García Calvo and Mikhail Vekua Excel in Oviedo’s Semi-Staged Siegfried


Wagner, Siegfried: Principado de Asturias and Oviedo Filarmonía Orchestras / Guillermo García Calvo (conductor), Teatro Campoamor, Oviedo, 6.9.2017. (JMI)


Siegfried (c) Opera Oviedo


Siegfried – Mikhail Vekua
Brünnhilde – Maribel Ortega
Wanderer – Béla Perencz
Mime – Johannes Chum
Alberich – Zoltan Nagy
Erda – Agnes Zwierko
Fafner – Andrea Mastroni
Forest Bird – Alicia Amo


Visual Concept – Carlos Wagner
Projections – Slidemedia Studio – Artistas Multimedia
Lighting – Alfonso Malanda

The 2017 Oviedo opera season opened this week with Siegfried, a continuation of the Wagner Tetralogy staging which began in 2013 and has featured one opera every other year.

The preceding Das Rheingold and Die Walküre productions were by Michal Znaniecki, so it was somewhat surprising that Carlos Wagner directed this semi-staged Siegfried. Undoubtedly, the size of the pit in the Campoamor Theatre had much to do with the decision. It holds barely 60 musicians which means a choice must be made between doing a full production of Siegfried, and giving an appropriate orchestral version of the score by placing the musicians on stage. And here the decision – wisely, in my opinion – was in favour of the music, which meant we had a semi-staged version of the opera.

However, Siegfried was mistakenly announced, even in the program, as a ‘New Production’ although there were neither sets nor props: no bear, forge, Siegfried’s sword or Wotan’s spear, no ring or helmet, and of course no dragon. Brünnhilde’s rock existed only in the viewer’s imagination. The truth is that something more inventive could have been done by Carlos Wagner to narrate the story. What one got was a real storm of video projections on two screens, one at the front of the stage and one in the back. We could have done without them, not to mention a very annoying light that on several occasions dazzled one’s eyes.

Guillermo García Calvo was again responsible for the music, as he had been in the previous operas. His reading was much more enjoyable this time, clearly the best of the tetralogy. Under his baton were two orchestras with more than 100 musicians between them, and their performance was excellent. There were very bright moments in Mr. Calvo’s conducting, especially in Act III up to the awakening of Brünnhilde, but he was less convincing in the second act. His tempi were very slow, which meant that the tension could not be maintained throughout the opera.
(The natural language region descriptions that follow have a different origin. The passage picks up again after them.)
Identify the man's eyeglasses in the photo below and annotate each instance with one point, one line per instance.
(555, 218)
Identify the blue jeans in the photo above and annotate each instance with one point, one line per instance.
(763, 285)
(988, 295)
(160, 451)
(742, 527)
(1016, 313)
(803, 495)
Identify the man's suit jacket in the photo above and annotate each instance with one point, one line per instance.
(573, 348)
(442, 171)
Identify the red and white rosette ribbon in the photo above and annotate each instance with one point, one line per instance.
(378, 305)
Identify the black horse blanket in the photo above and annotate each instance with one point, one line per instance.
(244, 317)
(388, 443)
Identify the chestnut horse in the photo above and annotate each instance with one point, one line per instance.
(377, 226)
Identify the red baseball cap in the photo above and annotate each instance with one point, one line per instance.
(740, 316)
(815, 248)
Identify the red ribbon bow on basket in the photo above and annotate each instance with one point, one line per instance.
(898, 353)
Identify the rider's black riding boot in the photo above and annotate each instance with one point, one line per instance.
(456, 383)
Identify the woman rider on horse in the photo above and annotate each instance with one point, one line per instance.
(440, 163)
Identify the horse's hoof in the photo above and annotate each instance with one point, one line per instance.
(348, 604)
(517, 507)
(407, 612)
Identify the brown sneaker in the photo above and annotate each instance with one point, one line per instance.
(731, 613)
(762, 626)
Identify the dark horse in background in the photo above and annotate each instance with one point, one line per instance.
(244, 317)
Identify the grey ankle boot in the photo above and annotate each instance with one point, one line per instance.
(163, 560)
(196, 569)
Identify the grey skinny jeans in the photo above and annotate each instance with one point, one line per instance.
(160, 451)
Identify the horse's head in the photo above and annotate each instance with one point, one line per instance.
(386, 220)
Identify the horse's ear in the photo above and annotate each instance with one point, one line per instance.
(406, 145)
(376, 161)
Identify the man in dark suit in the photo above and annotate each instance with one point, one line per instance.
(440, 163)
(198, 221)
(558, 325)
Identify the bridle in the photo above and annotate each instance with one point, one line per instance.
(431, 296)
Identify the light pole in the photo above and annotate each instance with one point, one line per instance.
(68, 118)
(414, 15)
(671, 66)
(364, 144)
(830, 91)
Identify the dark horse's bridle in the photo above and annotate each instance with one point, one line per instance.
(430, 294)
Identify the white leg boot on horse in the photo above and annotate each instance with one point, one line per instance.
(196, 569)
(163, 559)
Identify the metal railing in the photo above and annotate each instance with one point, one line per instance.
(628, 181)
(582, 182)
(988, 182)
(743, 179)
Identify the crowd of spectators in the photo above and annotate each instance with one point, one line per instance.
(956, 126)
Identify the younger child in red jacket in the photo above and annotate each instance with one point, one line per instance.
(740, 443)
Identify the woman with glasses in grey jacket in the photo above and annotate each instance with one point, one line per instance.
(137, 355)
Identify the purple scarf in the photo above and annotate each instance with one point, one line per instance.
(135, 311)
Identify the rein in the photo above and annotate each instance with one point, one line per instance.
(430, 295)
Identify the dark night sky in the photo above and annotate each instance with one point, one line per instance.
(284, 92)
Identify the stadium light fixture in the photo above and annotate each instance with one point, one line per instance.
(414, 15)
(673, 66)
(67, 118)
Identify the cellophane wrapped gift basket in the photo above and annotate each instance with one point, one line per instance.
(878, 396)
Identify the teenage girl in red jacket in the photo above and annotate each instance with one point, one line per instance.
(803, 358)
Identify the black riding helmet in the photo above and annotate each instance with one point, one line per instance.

Siegfried was played by Russian tenor Mikhail Vekua, who is the young Siegfried of the Mariinsky Theatre in St. Petersburg. A few days ago he was also the protagonist of this opera in Ljubljana under Valery Gergiev. This is one of the most demanding characters for a tenor, and few singers can overcome all the difficulties of the score. Mr. Vekua’s interpretation was more or less nuanced, but the truth is that one has to surrender to his vocal power. From beginning to end he was truly outstanding.

Maribel Ortega was a surprising choice for the part of Brünnhilde, and her performance did not persuade me. Her voice is not particularly appealing, with somewhat monotonous singing and shouted notes at the top.

The Wanderer was sung by baritone Béla Perencz who offered a wide and attractive voice, and brilliantly played out his scenes with Mime, Alberich, Erda and Siegfried. As Mime, Johannes Chum has a voice that is more important than one of a character tenor. He’s not an outstanding actor, but gave a good performance.

Agnes Zwierko was a disappointing Erda. Her middle range has an instability that did not exist some time ago. She fell short on mystery in her singing, and was rather insufficient at the bottom.

Baritone Zoltan Nagy’s voice is too light for Alberich. Bass Andrea Mastroni, who sang from offstage, was a good Fafner, and soprano Alicia Amo showed an attractive voice as the Forest Bird.